Eher als Überschrift über all dem, was schief läuft in der Welt. Klar, das Patriarchat alter weißer Männer erstickt den Fortschritt, aber ebenso ersticken Polizisten Menschen. Es ist mehr als Frau gegen Mann. Vielleicht waren wir noch nie so politisch, auch wenn ich nicht sagen würde, dass „No Gods No Masters“ ein feministisches Album ist. Ich will, dass sich die Dinge verändern, und erstmals teile ich das der Welt derart konkret auf einem Garbage-Album mit. Ich habe zuletzt so viele ungute Entwicklungen beobachtet, die mich erschaudern lassen. Ich kann nicht länger still sein.

Als Sie mit Ihrem ersten Album „Garbage“ 1996 im Mainstream einschlugen, waren Sie Ende 20. Die junge Garde der weiblichen Popstars ist um die 18 Jahre alt. Was macht das mit einem Menschen?

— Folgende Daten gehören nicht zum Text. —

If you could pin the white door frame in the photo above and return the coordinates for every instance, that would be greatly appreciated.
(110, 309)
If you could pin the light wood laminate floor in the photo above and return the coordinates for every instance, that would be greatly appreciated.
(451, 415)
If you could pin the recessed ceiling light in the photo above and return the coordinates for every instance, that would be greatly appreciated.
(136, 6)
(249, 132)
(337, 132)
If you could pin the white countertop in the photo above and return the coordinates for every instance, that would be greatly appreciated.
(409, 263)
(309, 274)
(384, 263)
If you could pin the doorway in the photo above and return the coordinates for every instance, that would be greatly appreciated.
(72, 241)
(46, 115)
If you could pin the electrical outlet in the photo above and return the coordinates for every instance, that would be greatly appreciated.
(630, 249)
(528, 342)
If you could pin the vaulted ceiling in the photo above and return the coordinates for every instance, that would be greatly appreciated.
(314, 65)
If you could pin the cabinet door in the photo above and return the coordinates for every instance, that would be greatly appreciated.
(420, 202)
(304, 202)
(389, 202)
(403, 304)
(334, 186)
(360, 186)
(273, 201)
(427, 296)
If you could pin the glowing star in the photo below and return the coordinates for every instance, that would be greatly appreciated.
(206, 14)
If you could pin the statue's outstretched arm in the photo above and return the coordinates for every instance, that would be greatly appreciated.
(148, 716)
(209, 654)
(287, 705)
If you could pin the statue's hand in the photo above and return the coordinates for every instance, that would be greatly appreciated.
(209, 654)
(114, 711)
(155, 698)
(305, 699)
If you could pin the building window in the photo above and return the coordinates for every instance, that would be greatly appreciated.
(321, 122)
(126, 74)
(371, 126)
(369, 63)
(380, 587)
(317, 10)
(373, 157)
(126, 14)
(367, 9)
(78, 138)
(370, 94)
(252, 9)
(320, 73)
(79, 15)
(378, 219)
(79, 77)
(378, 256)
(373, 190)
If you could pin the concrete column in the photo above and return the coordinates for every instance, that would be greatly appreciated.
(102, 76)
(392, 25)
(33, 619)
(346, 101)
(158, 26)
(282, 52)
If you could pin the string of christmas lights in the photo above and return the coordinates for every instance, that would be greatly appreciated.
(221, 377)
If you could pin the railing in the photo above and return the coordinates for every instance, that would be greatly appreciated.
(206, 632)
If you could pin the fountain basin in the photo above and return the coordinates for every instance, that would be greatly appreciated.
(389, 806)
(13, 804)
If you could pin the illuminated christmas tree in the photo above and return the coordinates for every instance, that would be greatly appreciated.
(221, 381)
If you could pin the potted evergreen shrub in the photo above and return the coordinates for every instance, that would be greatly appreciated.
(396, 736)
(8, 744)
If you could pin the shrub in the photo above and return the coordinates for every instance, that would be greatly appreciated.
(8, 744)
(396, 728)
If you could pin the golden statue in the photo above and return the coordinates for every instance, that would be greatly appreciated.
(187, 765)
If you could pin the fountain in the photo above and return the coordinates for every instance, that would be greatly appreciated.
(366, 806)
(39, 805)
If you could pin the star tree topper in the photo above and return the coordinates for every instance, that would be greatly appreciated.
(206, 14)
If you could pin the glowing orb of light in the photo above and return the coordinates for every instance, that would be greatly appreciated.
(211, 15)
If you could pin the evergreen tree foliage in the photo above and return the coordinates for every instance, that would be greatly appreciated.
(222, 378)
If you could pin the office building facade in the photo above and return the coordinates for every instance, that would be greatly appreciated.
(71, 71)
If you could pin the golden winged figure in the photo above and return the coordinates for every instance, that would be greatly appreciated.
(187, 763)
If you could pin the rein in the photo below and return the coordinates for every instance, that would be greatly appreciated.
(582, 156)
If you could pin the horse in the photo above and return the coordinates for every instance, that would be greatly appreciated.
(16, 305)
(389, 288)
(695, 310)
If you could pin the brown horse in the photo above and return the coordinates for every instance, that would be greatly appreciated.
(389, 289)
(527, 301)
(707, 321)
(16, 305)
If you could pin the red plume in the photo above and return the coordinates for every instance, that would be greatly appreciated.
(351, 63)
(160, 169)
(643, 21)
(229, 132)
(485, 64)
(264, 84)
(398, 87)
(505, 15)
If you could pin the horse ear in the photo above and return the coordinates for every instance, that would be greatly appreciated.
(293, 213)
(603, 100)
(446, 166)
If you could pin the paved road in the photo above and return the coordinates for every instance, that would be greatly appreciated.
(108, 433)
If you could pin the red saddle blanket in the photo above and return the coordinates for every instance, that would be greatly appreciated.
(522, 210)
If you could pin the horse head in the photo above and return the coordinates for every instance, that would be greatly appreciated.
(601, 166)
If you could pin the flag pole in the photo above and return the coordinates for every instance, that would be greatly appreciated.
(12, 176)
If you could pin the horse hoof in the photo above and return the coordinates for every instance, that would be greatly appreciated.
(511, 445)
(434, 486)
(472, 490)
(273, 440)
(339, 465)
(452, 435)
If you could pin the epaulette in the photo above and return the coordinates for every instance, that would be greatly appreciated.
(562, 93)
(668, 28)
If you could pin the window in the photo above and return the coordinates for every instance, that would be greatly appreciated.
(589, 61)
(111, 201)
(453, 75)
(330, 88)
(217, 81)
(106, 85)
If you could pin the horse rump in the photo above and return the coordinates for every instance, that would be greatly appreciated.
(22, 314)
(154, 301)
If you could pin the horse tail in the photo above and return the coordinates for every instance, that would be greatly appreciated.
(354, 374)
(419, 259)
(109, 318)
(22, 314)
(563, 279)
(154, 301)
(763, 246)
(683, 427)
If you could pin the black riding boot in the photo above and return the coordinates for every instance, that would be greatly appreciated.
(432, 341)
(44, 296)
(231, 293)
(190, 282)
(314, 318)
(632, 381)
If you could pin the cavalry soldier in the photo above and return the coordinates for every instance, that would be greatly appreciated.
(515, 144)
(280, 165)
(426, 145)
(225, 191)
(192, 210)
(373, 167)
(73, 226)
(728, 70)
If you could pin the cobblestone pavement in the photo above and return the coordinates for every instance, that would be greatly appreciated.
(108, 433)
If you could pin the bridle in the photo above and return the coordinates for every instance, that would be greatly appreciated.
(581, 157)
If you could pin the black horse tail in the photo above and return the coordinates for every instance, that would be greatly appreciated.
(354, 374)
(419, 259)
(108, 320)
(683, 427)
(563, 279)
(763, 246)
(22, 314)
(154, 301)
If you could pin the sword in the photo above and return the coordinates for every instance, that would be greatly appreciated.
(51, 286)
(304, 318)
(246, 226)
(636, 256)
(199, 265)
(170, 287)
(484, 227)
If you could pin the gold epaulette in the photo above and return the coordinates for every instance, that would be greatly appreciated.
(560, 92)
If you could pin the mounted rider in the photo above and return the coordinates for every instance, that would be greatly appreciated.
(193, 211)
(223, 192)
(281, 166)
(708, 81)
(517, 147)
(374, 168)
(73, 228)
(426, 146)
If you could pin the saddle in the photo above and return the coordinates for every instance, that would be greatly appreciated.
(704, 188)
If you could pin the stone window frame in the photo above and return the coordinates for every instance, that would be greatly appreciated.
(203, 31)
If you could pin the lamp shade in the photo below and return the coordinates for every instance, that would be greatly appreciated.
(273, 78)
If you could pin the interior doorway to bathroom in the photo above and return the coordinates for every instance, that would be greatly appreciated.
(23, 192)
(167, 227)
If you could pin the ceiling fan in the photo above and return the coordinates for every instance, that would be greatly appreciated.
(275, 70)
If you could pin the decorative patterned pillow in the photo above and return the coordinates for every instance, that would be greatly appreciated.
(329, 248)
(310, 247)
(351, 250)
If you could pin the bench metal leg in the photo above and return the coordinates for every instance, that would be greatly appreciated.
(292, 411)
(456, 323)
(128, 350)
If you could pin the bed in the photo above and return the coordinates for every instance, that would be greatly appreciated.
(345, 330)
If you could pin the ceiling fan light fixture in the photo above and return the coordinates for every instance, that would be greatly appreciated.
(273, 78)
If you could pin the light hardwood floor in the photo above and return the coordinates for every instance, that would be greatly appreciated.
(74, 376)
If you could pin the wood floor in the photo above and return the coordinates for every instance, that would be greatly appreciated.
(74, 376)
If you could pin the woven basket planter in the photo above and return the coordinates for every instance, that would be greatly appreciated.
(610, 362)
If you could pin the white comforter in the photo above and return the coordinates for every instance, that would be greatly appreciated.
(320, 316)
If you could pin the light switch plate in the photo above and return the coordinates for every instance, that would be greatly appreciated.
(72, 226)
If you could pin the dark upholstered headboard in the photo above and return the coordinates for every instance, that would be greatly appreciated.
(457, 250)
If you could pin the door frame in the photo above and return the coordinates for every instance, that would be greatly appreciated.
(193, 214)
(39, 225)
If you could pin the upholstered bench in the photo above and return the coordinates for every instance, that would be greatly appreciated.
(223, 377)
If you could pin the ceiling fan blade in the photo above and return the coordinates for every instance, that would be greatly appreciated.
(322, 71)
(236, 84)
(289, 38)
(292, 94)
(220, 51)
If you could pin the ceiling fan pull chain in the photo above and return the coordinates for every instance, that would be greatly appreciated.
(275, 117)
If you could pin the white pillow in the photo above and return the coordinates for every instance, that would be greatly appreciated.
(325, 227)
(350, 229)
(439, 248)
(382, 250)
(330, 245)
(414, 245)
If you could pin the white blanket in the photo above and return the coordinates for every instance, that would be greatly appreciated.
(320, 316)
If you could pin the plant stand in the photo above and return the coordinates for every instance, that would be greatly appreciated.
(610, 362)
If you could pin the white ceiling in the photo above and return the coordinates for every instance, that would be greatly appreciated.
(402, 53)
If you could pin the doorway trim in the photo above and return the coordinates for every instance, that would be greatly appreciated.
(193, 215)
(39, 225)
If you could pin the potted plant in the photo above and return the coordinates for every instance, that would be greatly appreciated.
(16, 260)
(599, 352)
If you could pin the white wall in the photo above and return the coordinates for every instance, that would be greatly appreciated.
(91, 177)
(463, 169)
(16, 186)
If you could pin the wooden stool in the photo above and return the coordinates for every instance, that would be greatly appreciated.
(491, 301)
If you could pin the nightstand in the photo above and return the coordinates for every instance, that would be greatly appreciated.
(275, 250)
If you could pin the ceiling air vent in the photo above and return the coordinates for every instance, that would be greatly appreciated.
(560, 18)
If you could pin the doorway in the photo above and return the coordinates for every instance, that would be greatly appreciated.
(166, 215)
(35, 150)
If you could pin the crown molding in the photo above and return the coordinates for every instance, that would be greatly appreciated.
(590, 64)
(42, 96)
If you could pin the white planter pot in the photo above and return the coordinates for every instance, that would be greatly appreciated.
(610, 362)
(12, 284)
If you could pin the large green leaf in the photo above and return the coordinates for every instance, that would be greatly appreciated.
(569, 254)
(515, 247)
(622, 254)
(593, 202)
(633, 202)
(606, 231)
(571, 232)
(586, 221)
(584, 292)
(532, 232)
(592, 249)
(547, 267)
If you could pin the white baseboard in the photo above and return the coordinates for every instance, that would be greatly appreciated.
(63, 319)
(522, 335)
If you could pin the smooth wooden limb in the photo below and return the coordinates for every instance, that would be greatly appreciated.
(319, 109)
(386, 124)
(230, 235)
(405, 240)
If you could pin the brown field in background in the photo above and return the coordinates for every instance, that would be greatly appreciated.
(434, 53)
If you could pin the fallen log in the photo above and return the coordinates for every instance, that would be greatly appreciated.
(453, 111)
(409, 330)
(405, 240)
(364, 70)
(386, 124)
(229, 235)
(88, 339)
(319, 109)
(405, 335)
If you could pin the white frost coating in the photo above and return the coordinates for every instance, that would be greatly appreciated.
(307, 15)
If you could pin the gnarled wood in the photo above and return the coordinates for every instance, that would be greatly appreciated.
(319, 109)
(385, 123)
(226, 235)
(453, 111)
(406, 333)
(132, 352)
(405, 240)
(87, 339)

Ich bin schon lange nicht mehr das Objekt der Begierde, aber genau deswegen möchte ich all den jungen Künstlerinnen sagen, dass sie vorsichtig sein sollen. Ich bewundere Billie Eilish für das, was sie tut, aber ich habe große Angst um sie. Diese Übersexualisierung ist furchteinflößend. Als wir mit Garbage anfingen, habe ich das auch zu spüren bekommen, aber das war noch lange vor der Gnadenlosigkeit der sozialen Medien.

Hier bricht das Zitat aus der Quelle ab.